The Taxpayer insists that income tax consequences accrue upon the realization of income rather than upon its recognition, and that under the installment plan of income tax reporting, which the statute gives it the right to adopt, there was no actual realization of the income on the unpaid balances on the installment sales such as made it appropriate to return the same, but that said unpaid balances on such installment contracts were “accumulated earnings and profits as of the beginning of such taxable year” within the language and purpose of Sec. 718(a) (4).

If the Taxpayer had returned and paid the profits that accrued on each sale in the year in which such sale was made, the Commissioner would not contend that the accumulated earnings and profits represented in the unpaid installments would not then have been includible in equity-invested capital for excess profits tax purposes. He would, however, deny to the seller of property on the installment plan, who makes his income tax return according to the optional method that Congress has allowed in 44(b), the right to recognize in his income tax return the unrealized earnings and profits thus accumulated and accrued on its books and to take credit therefor as equity-invested capital in his excess profits tax return.

The Tax Court held with the Commissioner, citing in support of its holdings its own opinion in Kimbrell’s Home Furnishings, Inc., v.
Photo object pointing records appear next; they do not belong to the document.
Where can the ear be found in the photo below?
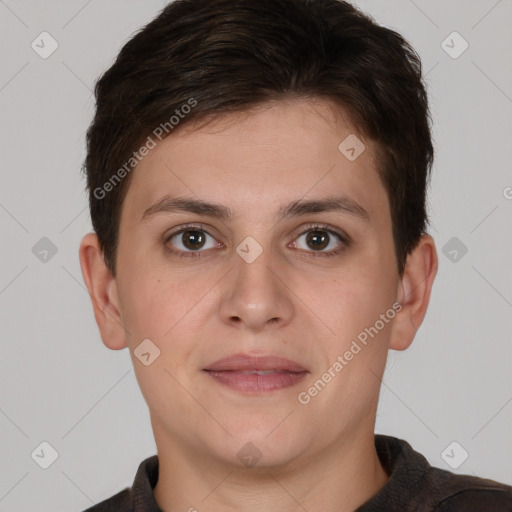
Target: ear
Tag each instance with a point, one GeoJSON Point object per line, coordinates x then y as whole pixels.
{"type": "Point", "coordinates": [414, 292]}
{"type": "Point", "coordinates": [103, 292]}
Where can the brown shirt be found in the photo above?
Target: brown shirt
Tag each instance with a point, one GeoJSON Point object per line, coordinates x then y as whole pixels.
{"type": "Point", "coordinates": [413, 486]}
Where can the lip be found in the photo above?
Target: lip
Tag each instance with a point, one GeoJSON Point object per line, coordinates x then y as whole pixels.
{"type": "Point", "coordinates": [256, 374]}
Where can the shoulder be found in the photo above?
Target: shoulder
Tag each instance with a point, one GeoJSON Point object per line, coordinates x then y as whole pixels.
{"type": "Point", "coordinates": [466, 493]}
{"type": "Point", "coordinates": [120, 502]}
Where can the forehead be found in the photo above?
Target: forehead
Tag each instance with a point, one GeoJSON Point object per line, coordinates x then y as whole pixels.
{"type": "Point", "coordinates": [256, 160]}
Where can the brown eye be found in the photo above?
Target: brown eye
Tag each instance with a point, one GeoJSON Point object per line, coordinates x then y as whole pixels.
{"type": "Point", "coordinates": [191, 240]}
{"type": "Point", "coordinates": [318, 240]}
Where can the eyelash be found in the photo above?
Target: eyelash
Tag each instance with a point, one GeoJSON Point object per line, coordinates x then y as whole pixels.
{"type": "Point", "coordinates": [344, 239]}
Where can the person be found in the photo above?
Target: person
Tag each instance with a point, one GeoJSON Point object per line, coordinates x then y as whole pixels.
{"type": "Point", "coordinates": [257, 174]}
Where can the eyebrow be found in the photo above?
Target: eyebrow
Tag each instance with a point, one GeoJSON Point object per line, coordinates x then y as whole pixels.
{"type": "Point", "coordinates": [296, 208]}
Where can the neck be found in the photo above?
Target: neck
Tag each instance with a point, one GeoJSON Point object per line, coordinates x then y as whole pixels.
{"type": "Point", "coordinates": [341, 478]}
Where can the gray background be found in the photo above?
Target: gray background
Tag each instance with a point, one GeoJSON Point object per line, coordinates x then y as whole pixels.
{"type": "Point", "coordinates": [59, 384]}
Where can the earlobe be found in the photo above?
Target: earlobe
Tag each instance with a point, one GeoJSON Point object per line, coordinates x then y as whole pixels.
{"type": "Point", "coordinates": [414, 292]}
{"type": "Point", "coordinates": [103, 292]}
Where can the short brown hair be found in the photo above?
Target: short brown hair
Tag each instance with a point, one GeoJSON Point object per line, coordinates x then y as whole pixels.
{"type": "Point", "coordinates": [222, 56]}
Commissioner, 7 T.C. 339, which case was subsequently reversed by the Circuit Court of Appeals for the Fourth Circuit in an opinion reported at 159 F.2d 608.

Definitely there were accumulated as a legitimate part of the corporation’s surplus earnings ■ and profits as of the beginning of the taxable year which would have been taxable (or recognized) as gains had it not been for the option given the Taxpayer under Sec. 44(b) to defer income tax payments on profits from installment sales until the time of their realization.
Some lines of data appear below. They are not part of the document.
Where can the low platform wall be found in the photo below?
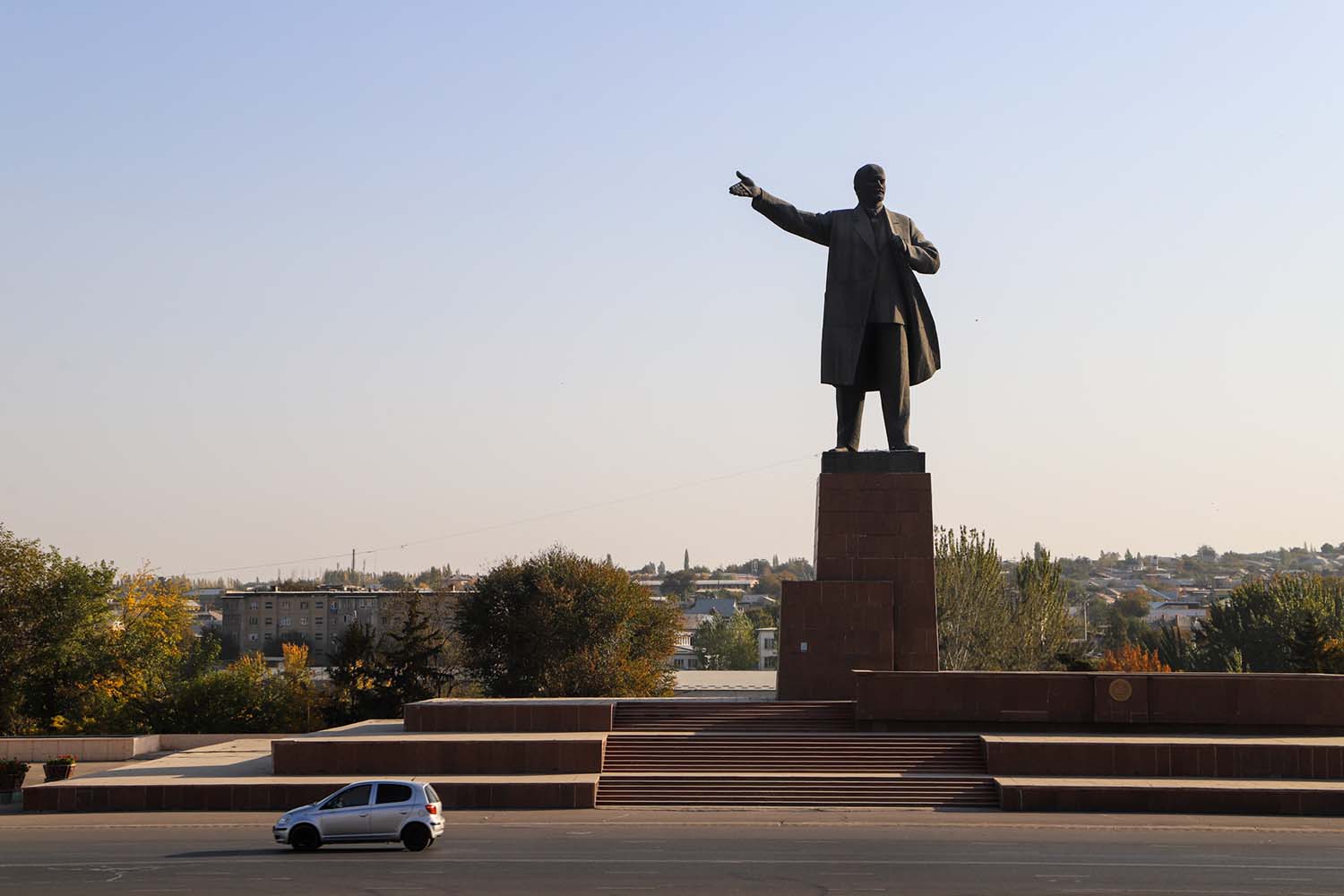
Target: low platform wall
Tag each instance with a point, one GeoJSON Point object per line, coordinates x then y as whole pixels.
{"type": "Point", "coordinates": [112, 748]}
{"type": "Point", "coordinates": [508, 716]}
{"type": "Point", "coordinates": [279, 797]}
{"type": "Point", "coordinates": [456, 756]}
{"type": "Point", "coordinates": [1109, 700]}
{"type": "Point", "coordinates": [1159, 756]}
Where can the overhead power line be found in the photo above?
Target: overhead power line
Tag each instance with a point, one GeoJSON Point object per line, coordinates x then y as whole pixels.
{"type": "Point", "coordinates": [511, 522]}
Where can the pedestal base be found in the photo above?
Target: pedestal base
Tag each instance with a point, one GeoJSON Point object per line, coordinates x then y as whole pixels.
{"type": "Point", "coordinates": [873, 605]}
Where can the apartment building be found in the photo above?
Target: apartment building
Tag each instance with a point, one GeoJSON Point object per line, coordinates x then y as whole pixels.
{"type": "Point", "coordinates": [260, 619]}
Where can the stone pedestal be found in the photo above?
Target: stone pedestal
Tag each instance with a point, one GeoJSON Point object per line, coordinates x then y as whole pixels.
{"type": "Point", "coordinates": [873, 603]}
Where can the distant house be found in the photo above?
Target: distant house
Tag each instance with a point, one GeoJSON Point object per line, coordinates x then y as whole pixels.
{"type": "Point", "coordinates": [685, 659]}
{"type": "Point", "coordinates": [1183, 614]}
{"type": "Point", "coordinates": [768, 648]}
{"type": "Point", "coordinates": [707, 607]}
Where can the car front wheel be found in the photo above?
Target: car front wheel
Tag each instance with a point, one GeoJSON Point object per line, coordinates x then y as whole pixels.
{"type": "Point", "coordinates": [416, 837]}
{"type": "Point", "coordinates": [306, 839]}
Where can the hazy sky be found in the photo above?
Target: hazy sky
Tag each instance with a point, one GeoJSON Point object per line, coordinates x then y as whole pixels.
{"type": "Point", "coordinates": [281, 280]}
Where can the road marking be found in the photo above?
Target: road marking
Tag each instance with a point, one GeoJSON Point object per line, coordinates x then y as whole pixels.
{"type": "Point", "coordinates": [835, 863]}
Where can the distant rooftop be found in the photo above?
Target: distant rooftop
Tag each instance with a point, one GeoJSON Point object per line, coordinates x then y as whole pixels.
{"type": "Point", "coordinates": [703, 681]}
It is believed that if Congress had intended to restrict the earnings and profits includible in- equity-invested capital to those earnings and profits on which the corporation had in the taxable year paid income taxes, and also had intended to burden the option it had given in 44(b) by excluding profits from installment sales from being characterized as “accumulated earnings and profits” under Sec. 718(a) (4), it would have said so in plain words so that the Commissioner would not be called upon to resort to an argument so tenuous that it is necessary to pull in Sec. 115(7), 501(a), and 111(d) to prove that Sec. 718(a) (4) does not mean what it says.

The question has already been decided by this Court in Commissioner v. Shenandoah Company, 5 Cir., 138 F.2d 792, contrary to the contentions of the Commissioner, and we think the holdings announced in that case, which were approved by the Fourth Circuit in the Kimbrell case, supra, were correct and are controlling in the present case.

In our view the decision of the Tax Court is not in accordance with law, and the same is hereby reversed.






Dissenting Opinion

HOLMES, Circuit Judge

(dissenting).

I would affirm the decision of the Tax Court, since it seems to me that the decision of this court in Commissioner v. Shenandoah Company, 5 Cir., 138 F.2d 792, has in principle been overruled by Commissioner v. Wheeler, 324 U.S. 542, 65 S.Ct. 1182, 89 L.Ed. 2004.